A cet égard, cela favoriserait l'objectif proposé de créer une région démilitarisée, le ‘Transdniepr’, à l'est du fleuve et au nord des territoires revendiqués par la Russie, objectif développé ici. Tout ce qui précède suppose que Trump n'intensifiera pas significativement la guerre pour la désescalader, que cela n'entravera pas les campagnes terrestres russes, et que les Européens n'interviendront pas non plus de manière conventionnelle. Rien de tout cela n'est acquis, cependant, et le risque est donc énorme.

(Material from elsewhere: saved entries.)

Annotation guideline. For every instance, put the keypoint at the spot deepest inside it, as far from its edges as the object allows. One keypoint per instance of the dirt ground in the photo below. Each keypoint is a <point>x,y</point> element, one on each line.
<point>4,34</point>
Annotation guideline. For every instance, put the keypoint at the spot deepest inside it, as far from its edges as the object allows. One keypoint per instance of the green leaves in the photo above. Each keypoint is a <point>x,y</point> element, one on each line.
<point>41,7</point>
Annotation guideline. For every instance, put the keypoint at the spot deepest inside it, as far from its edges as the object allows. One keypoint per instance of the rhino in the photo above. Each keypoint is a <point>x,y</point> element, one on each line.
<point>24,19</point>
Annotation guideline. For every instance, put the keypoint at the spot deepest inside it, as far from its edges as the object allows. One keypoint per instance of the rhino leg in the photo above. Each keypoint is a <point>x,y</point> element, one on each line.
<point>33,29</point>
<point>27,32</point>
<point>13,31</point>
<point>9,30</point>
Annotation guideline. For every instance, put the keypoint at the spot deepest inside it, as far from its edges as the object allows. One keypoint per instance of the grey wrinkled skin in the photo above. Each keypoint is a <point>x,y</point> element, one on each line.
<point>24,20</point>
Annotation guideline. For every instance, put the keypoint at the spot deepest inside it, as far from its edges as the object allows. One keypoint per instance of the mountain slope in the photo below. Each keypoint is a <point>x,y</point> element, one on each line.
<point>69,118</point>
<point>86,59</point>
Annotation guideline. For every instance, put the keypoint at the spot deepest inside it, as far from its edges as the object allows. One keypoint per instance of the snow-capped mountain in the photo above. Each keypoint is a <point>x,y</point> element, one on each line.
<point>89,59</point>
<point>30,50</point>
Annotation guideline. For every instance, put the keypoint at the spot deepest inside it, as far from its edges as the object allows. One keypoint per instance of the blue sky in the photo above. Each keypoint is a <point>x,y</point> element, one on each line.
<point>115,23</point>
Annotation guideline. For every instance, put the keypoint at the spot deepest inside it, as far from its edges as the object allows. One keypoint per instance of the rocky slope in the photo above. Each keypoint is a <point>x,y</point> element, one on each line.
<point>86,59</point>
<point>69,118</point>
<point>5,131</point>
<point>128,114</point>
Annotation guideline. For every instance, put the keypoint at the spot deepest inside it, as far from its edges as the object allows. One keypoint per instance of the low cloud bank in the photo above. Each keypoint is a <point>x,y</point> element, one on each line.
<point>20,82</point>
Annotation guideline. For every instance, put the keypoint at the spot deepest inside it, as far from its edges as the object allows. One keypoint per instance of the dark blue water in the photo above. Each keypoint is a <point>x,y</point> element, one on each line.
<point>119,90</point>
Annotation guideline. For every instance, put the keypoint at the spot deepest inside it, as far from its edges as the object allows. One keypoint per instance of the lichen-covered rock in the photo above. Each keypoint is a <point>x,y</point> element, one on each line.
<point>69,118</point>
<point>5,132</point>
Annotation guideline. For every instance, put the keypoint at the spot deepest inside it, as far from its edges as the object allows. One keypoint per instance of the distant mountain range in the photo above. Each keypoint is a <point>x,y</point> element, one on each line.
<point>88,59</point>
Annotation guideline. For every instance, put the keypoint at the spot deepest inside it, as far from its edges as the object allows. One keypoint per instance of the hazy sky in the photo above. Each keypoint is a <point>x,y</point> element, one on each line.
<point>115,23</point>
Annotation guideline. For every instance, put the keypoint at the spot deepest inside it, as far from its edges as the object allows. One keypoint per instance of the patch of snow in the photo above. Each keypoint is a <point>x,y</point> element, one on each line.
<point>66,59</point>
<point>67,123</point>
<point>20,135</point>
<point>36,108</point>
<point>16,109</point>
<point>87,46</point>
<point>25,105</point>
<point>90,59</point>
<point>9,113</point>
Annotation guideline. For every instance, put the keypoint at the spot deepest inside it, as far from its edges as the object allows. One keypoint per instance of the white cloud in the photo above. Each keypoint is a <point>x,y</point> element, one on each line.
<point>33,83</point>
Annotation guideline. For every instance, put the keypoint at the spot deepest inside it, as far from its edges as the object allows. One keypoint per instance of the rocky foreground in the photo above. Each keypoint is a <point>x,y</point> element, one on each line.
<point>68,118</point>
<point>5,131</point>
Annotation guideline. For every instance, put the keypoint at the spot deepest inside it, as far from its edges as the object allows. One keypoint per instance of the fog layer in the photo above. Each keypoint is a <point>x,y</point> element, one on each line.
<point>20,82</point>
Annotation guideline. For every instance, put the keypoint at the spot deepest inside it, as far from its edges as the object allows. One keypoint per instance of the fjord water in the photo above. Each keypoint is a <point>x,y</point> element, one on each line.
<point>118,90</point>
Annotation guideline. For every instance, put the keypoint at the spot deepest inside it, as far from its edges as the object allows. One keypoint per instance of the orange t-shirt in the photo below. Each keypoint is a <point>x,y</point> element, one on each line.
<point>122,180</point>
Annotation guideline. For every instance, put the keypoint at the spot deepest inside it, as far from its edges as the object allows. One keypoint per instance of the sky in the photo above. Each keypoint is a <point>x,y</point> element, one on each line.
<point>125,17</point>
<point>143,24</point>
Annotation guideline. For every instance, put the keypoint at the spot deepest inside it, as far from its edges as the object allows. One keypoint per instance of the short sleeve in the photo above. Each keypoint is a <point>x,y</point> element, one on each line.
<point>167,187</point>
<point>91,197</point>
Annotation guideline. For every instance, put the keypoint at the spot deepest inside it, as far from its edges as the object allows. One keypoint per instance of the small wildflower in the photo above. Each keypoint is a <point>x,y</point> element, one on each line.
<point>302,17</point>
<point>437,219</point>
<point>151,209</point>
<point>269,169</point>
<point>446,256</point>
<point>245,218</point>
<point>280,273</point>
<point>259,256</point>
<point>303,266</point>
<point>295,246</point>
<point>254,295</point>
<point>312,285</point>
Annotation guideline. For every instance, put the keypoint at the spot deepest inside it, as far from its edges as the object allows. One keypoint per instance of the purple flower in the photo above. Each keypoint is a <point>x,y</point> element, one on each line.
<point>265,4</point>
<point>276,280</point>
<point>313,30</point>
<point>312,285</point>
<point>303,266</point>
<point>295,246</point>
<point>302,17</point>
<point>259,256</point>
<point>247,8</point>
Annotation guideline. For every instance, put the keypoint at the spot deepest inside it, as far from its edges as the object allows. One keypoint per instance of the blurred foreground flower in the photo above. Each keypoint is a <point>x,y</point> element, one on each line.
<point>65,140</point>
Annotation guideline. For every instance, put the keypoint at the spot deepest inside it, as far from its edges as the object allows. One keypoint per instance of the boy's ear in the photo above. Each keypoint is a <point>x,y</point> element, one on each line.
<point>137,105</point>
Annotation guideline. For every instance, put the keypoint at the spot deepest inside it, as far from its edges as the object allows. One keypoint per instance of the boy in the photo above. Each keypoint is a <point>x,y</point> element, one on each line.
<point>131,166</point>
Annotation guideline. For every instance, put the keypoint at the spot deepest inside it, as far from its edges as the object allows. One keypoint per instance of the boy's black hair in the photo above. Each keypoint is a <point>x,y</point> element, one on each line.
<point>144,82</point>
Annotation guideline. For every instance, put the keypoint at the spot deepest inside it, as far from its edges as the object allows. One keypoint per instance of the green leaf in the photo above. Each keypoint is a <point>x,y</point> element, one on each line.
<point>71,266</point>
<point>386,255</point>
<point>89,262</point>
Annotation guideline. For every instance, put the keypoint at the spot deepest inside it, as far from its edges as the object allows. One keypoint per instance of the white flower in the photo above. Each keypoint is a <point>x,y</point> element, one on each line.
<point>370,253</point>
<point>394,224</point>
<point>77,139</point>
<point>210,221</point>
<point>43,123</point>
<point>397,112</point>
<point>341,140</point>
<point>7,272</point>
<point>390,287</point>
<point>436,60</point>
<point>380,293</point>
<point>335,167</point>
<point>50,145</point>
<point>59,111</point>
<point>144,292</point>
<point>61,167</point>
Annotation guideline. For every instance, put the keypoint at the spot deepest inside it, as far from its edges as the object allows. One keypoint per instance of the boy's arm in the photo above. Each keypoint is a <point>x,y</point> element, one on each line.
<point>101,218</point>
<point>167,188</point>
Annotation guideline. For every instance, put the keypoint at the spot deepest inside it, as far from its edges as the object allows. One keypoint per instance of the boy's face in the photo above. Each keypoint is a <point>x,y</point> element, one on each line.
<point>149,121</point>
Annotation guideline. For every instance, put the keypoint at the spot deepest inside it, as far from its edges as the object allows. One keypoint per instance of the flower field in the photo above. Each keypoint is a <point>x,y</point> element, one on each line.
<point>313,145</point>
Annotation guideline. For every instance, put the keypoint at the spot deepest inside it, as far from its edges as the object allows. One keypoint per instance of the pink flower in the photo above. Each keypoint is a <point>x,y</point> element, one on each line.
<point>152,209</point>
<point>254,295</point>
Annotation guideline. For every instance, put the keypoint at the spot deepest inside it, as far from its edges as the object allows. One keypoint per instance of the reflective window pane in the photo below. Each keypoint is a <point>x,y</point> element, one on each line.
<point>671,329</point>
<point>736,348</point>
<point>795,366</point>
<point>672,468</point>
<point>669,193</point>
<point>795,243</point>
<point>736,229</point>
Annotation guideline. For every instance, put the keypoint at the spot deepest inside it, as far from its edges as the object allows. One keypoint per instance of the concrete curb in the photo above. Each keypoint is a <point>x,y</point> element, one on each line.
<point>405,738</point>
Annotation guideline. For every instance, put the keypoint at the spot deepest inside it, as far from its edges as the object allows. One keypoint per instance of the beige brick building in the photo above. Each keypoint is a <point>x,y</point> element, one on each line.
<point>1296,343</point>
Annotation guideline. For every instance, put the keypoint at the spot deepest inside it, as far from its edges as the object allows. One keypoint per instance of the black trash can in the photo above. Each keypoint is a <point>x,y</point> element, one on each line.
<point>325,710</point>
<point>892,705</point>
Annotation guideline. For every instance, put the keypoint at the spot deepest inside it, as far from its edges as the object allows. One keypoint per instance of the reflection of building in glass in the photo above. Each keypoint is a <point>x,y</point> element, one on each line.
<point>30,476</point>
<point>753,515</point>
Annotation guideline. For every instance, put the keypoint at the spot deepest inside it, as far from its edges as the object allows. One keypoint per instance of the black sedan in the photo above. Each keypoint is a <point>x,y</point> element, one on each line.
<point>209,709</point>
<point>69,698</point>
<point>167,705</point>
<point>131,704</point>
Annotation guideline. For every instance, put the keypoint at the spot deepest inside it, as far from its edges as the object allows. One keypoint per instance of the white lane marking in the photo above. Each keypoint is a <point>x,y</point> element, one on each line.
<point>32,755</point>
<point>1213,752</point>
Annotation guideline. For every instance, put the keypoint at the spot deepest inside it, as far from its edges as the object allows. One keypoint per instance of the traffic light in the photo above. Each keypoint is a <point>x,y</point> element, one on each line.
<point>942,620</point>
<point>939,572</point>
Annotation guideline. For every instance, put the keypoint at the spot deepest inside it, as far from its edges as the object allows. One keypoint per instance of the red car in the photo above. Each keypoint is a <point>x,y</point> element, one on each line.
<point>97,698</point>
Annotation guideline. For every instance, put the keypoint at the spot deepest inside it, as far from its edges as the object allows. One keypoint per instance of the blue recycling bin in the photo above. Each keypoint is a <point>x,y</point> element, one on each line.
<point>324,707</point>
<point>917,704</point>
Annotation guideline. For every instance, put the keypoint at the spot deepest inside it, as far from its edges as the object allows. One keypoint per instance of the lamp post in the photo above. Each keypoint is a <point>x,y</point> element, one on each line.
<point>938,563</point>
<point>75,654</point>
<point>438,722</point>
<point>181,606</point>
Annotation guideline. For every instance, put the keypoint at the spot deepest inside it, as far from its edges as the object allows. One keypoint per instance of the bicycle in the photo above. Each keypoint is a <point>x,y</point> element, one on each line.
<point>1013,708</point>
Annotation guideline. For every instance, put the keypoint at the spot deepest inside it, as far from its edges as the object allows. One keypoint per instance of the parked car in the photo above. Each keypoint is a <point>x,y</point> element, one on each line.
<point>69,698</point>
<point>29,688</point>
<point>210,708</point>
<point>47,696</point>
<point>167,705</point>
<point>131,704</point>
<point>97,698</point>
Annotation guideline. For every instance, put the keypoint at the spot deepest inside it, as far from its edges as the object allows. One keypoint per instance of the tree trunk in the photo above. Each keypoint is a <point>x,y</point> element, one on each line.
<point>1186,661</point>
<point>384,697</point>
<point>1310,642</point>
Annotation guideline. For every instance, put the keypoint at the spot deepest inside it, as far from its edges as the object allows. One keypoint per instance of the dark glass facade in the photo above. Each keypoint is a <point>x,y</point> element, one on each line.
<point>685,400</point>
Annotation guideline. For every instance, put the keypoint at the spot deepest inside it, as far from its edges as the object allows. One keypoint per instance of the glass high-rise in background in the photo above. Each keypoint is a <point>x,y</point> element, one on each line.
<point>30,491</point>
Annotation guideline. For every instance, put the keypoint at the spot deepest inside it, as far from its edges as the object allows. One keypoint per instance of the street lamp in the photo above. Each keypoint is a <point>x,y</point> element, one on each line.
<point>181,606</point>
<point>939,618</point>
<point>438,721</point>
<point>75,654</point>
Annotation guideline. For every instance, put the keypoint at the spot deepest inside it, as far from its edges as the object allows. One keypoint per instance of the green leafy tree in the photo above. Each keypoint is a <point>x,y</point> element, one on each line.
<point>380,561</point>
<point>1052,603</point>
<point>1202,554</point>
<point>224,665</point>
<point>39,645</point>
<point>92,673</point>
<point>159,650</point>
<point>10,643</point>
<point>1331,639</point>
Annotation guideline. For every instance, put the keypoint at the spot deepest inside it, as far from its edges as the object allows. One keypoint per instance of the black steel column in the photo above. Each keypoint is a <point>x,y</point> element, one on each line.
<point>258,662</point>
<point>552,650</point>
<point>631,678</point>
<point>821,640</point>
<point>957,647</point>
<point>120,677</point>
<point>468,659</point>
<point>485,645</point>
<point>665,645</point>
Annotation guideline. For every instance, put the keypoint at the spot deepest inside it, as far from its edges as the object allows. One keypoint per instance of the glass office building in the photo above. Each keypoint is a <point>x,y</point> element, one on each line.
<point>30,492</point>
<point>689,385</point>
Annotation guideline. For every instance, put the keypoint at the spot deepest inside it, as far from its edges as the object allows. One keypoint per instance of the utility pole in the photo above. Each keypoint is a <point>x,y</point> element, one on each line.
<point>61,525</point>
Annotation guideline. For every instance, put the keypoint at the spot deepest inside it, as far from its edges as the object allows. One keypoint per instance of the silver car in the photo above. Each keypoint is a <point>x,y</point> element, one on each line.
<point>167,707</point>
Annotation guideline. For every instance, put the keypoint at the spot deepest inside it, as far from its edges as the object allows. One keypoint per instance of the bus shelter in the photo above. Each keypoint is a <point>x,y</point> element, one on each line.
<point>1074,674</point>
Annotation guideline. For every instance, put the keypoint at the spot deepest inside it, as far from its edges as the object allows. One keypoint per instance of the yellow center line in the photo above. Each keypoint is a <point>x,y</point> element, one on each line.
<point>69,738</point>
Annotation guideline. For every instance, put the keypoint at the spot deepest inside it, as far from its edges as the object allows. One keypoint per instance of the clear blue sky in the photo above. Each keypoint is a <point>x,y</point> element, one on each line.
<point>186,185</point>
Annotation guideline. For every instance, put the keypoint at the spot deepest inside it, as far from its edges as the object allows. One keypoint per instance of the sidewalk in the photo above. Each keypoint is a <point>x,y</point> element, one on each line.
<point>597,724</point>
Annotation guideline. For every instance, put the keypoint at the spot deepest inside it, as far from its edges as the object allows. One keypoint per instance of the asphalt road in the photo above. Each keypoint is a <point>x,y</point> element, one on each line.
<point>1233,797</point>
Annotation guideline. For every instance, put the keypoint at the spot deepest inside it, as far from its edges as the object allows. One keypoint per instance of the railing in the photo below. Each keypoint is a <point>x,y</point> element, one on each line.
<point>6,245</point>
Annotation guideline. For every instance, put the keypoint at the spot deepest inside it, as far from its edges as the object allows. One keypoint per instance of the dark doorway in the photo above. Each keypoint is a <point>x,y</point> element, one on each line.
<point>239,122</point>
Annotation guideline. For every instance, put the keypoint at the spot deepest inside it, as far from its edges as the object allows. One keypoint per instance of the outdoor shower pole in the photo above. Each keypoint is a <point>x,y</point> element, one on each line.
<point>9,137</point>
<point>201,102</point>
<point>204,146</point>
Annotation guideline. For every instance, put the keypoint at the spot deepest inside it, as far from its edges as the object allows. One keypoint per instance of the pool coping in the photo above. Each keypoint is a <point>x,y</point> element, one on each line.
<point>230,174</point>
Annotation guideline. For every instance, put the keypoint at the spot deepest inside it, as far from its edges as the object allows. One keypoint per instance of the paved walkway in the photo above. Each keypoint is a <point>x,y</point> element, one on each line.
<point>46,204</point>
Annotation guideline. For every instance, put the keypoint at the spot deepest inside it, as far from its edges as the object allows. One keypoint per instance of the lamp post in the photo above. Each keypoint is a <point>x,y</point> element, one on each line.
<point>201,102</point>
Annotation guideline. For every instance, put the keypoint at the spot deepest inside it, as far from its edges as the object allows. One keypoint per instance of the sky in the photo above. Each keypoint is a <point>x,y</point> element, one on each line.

C'est pourquoi Poutine pourrait continuer à jouer la carte de la sécurité pour l'instant en limitant la campagne terrestre russe aux quatre anciennes régions ukrainiennes revendiquées par Moscou, tout en autorisant éventuellement des avancées à petite échelle dans les régions adjacentes au cas par cas. Ces avancées pourraient être approuvées pour permettre aux soldats ukrainiens de se replier vers leurs prochaines fortifications majeures dans les régions de Soumy, Dniepropetrovsk et/ou Kharkov, afin de renforcer l'avantage russe, sans toutefois assiéger sérieusement ces zones pour le moment. L'objectif pourrait être de signaler la domination de la Russie sur le terrain en matière d'escalade, afin que Trump fasse tout son possible pour contraindre l'Ukraine à des concessions afin d'éviter une escalade plus large qu'il pourrait autrement se sentir contraint de mener pour “sauver la face” si la Russie réussissait une percée et s'enfonçait vers l'ouest. Ce type de “geste de bonne volonté” serait différent des précédents, dans le sens où la Russie continuerait d'avancer tout en négociant, au lieu de reculer comme auparavant pour conclure un accord.
Pour autant, la Russie ferait preuve de retenue en n'exploitant pas pleinement son avantage, car cela pourrait provoquer une réaction excessive des États-Unis, susceptible de compliquer dangereusement le processus de paix. Tant que les intentions de la Russie sont communiquées à l'avance aux États-Unis, toute escalade devrait rester gérable. Cette approche comporterait donc certains risques mais Poutine, habituellement prudent, pourrait se sentir suffisamment à l'aise avec ces chances réduites pour conclure que les avantages potentiellement décisifs en valent la peine.